None - next years gear will be in the greatest demand at the start of the season, and the shop knows that if you want a "hot" next years ski that if you don't buy that model/length at their "regular" price that someone else will


----------



## Cannonball (Mar 16, 2014)

Yeah, I don't think that works. They won't throw your order on top of their regular order, they will consider you an anxious first sale from their regular order.  This seems like the best way to pay a premium for skis.  

On the other hand, buying last year's model....


----------



## Hawkshot99 (Mar 16, 2014)

I dont see that gaining you a deal unless it is at a shop were you are a very well known customer and spend a bunch of $. 
Why would a shop give away their profit? Its obviously something you really want.

Sent from my SGH-S959G using Tapatalk 2


----------



## mishka (Mar 17, 2014)

IIRC Some ski makers,On3p for example, do have preorder/ presale with discount


----------



## yeggous (Mar 17, 2014)

Just got a response from the shop that hosted the demo day. Their offer:
If you come in by March 31, I can add your skis to our next year's order.  You will save 20-35% off the retail price of NEXT YEAR'S ski if you purchase now and take delivery in the fall.


----------



## drjeff (Mar 17, 2014)

yeggous said:


> Just got a response from the shop that hosted the demo day. Their offer:
> If you come in by March 31, I can add your skis to our next year's order.  You will save 20-35% off the retail price of NEXT YEAR'S ski if you purchase now and take delivery in the fall.



Basically put in ski shop lingo, they get your $$ now and then will sell them to you for whatever they're selling that ski for to walk up customers during their Columbus Day Weekend sale ;-)

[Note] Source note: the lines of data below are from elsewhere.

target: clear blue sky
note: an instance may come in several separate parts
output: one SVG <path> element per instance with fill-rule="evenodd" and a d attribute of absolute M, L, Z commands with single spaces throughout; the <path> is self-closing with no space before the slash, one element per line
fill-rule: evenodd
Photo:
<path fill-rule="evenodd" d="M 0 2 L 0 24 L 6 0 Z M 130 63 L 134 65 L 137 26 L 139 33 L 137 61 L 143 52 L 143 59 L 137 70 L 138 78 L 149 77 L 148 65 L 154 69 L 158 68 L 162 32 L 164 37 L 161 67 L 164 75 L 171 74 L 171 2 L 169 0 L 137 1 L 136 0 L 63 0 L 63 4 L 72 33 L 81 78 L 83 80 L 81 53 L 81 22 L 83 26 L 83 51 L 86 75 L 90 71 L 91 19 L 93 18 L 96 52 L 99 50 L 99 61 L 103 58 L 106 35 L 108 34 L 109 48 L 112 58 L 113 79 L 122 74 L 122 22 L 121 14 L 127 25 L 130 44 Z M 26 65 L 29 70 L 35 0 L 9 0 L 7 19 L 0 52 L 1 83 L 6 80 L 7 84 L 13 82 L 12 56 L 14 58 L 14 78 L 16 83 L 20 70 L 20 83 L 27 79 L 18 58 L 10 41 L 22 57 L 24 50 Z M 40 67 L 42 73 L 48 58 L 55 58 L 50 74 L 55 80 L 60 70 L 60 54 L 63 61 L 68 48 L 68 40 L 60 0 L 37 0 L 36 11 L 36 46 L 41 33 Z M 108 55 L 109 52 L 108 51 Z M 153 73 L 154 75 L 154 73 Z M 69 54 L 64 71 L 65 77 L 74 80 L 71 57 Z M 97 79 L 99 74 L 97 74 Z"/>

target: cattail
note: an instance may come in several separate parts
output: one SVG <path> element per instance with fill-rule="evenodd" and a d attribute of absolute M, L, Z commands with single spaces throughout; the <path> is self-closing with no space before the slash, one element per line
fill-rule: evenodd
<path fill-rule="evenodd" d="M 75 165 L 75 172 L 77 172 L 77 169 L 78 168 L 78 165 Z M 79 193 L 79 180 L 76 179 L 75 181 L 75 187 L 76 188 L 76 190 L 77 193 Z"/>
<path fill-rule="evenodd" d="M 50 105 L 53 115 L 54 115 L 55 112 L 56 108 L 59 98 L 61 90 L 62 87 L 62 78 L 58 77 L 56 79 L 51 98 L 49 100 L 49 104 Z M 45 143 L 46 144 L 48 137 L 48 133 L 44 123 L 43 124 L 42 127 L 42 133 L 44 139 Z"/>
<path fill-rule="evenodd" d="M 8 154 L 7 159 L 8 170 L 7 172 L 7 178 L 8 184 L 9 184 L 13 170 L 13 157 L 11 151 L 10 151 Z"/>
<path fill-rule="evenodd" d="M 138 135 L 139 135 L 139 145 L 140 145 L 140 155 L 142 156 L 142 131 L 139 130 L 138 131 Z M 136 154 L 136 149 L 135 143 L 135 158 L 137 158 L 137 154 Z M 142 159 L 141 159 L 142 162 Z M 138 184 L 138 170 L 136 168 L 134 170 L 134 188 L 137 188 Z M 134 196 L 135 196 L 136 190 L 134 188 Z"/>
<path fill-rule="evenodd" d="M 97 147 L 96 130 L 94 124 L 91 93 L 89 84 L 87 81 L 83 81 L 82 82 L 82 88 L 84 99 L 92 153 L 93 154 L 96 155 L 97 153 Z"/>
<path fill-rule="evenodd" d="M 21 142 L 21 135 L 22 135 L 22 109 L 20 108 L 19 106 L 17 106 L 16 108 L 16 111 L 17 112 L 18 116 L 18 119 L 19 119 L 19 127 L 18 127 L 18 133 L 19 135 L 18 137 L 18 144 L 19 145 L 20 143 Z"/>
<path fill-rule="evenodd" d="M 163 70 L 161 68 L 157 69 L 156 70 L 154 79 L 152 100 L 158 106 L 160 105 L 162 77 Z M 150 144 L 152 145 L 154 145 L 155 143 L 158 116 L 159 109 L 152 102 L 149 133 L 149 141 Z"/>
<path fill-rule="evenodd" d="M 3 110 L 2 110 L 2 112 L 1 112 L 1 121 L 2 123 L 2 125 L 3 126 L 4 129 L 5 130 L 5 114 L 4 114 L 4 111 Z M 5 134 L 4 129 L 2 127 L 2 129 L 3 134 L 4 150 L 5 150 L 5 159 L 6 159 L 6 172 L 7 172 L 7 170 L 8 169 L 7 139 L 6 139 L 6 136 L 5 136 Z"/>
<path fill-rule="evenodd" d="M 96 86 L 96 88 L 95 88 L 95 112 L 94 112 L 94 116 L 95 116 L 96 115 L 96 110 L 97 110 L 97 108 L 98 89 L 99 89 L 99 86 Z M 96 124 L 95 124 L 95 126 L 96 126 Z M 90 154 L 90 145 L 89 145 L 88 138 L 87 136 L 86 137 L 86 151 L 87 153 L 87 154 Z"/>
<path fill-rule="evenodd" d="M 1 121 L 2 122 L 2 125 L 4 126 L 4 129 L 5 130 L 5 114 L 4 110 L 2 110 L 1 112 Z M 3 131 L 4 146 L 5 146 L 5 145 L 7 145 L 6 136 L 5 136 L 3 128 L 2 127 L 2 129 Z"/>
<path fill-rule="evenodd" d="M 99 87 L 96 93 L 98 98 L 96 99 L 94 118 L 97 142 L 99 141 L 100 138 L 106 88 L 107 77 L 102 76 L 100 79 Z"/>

Not quite sure that any shop actually sells a ski for full MSRP anymore!


----------



## WWF-VT (Mar 17, 2014)

A better deal is to figure out a ski that you really want that is available this year and will only have the topsheet graphics updates for next years model and buy during the shop's end of season blow out sales.


----------



## Brad J (Mar 17, 2014)

Hawkshot99 said:


> I dont see that gaining you a deal unless it is at a shop were you are a very well known customer and spend a bunch of $.
> Why would a shop give away their profit? Its obviously something you really want.
> 
> Sent from my SGH-S959G using Tapatalk 2


I have ordered twice in fall for a current or new model that I wanted and was treated fair. about 25% off, I would ask at the shop that you trade with , the worst that can happen they say no deals.


----------



## Glenn (Mar 18, 2014)

WWF-VT said:


> A better deal is to figure out a ski that you really want that is available this year and will only have the topsheet graphics updates for next years model and buy during the shop's end of season blow out sales.




This. Hedge and wait until July...you'll really get a discount.


----------



## SandwichTech (Apr 3, 2014)

Lots of indie brands offer this as it allows us to fill-in summer production runs and predict volume better.


----------